Are input lag the same?
Is 240hz 300fps better?

dop3boost
Member
dop3boost

Hello i have problem with my gsync monitor

Basically it is not working on apex LEGENS anymore.
My settings
VSYNC ON THE PANEL
GSYN ON
IN-GAME FPS LIMIT 190
Alienware Aw2518h 240hz
already installed drivers and reinstalled but they are not the drivers already installed more than 6 times new and old.
So I had a question, is there a way to force the game to run 240hz because the game won’t let me choose my monitor’s hz?

my pc
i7 9700k
GTX 2080 SUPER
32GB RAM Etc etc

could you help me I don’t know why gsync doesn’t want to work in another game it works perfectly.

hramulka
Member
hramulka

Hello!
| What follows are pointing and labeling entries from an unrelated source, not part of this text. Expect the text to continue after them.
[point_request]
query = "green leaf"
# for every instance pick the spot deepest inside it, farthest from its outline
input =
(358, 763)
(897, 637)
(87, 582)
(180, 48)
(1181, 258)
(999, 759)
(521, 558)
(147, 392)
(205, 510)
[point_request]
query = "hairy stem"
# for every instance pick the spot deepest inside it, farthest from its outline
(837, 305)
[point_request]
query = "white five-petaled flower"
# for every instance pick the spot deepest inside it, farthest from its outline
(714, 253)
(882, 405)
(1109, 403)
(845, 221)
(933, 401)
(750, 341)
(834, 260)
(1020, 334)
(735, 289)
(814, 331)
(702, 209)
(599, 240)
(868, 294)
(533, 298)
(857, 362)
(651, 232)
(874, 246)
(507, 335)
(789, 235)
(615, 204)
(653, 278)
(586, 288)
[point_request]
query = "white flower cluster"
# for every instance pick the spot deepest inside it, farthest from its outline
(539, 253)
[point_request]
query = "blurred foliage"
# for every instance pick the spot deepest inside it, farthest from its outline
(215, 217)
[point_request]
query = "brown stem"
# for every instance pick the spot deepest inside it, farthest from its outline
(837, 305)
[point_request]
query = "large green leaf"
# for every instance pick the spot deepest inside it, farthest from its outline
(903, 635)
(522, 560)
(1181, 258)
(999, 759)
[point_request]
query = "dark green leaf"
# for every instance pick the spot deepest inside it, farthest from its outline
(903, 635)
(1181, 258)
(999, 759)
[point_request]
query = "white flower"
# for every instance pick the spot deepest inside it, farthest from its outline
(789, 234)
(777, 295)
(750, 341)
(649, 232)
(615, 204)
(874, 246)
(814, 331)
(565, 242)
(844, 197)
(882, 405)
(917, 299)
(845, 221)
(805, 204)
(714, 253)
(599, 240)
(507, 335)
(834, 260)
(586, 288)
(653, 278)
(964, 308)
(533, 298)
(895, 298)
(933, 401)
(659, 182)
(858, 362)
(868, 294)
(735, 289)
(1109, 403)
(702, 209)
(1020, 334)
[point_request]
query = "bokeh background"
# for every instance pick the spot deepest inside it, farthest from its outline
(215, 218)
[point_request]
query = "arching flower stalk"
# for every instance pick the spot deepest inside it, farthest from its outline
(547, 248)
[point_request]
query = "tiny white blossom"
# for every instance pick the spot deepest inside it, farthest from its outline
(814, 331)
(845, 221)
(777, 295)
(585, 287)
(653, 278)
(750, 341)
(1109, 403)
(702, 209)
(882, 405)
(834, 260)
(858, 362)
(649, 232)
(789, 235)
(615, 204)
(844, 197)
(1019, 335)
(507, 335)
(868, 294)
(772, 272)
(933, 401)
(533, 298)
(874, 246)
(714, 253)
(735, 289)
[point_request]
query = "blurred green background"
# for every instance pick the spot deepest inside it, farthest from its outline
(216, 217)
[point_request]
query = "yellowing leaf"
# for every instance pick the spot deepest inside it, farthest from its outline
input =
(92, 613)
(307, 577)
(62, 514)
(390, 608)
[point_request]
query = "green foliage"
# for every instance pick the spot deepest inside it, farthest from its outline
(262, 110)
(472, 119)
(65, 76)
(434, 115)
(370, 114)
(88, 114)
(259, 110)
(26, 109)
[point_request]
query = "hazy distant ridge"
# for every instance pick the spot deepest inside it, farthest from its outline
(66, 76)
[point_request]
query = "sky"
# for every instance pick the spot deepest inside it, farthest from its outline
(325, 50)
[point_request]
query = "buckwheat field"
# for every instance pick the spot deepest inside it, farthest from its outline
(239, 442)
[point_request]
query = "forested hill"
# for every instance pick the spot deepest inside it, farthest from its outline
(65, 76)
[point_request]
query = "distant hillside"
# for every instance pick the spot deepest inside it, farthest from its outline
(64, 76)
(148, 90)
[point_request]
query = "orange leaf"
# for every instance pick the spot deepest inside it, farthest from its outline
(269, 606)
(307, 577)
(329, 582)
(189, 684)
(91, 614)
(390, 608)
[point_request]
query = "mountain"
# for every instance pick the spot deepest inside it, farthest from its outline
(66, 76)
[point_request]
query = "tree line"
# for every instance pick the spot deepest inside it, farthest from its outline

It’s me again. Released a new driver 451.67 and again checking G-Sync + nvcp V-Sync + LLM Ultra, and again there is no auto limit of 158 fps on 165 Hz monitor. It turns out that with the output of drivers 451.48 & 451.67, LLM ultra does not set an auto limit, so there is no error, as you thought earlier. If you have time, please double-check. This means that The low Latency Mode* Settings item will have to be rewritten.